Qwen 2.5 72B Instruct

Built by Alibaba Cloud, Qwen 2.5 72B Instruct is another large model with benchmark scores slightly higher than Mistral Large Instruct. Qwen is trained on more recent data, and is thus also better suited for global affairs. It is great for multilingual prompts, but it also has remarkable performance in mathematics and logic.

Qwen 2.5 72B VL Instruct

A powerful Vision Language Model (VLM) with competitive performance in both langauge and image comprehension tasks.

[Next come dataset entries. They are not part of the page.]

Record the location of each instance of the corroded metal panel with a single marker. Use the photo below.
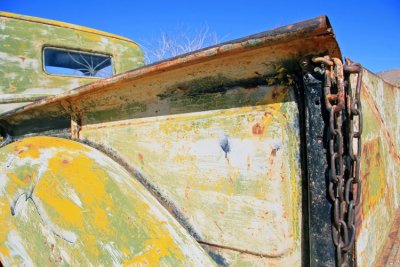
(62, 202)
(232, 174)
(380, 166)
(214, 135)
(23, 40)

Qwen 2.5 Coder 32B Instruct

Qwen 2.5 Coder 32B Instruct is a code-specific LLM based on Qwen 2.5. It has one of the highest scores on code-related tasks, on par with OpenAI’s GPT-4o, and is recommended for code generation, code reasoning and code fixing.

InternVL2.5 8B MPO

A lightweight, fast and powerful Vision Language Model (VLM), developed by OpenGVLab. It builds upon InternVL2.5 8B and Mixed Preference Optimization (MPO).

OpenAI o1

OpenAI’s o1-class models were developed to perform complex reasoning tasks. These models have an iterative thought process, similar to Deepseek R1, and therefore take their time to process internally before responding to the user. Unlike DeepSeek R1, the thought process for o1 models are not shown to the user.

OpenAI o1 Mini

This was developed as a more cost-effective and faster alternative to o1.

OpenAI GPT-4o

GPT 4o (“o” for “omni”) is a general-purpose model developed by OpenAI. This model improves on the relatively older GPT 4, and supports vision (image input) too.

OpenAI GPT-4o Mini

This was developed as a more cost-effective and faster alternative to GPT 4o.

OpenAI GPT-3.5 and GPT-4

These models are outdated and not recommended anymore.

Warning

OpenAI models are provided by Microsoft and Chat AI only relays the contents of your messages to their servers. Microsoft adheres to GDPR and is contractually bound not to use this data for training or marketing purposes, but they store messsages for up to 30 days. We therefore recommend the open-weight models, hosted by us, to ensure the highest security and data privacy.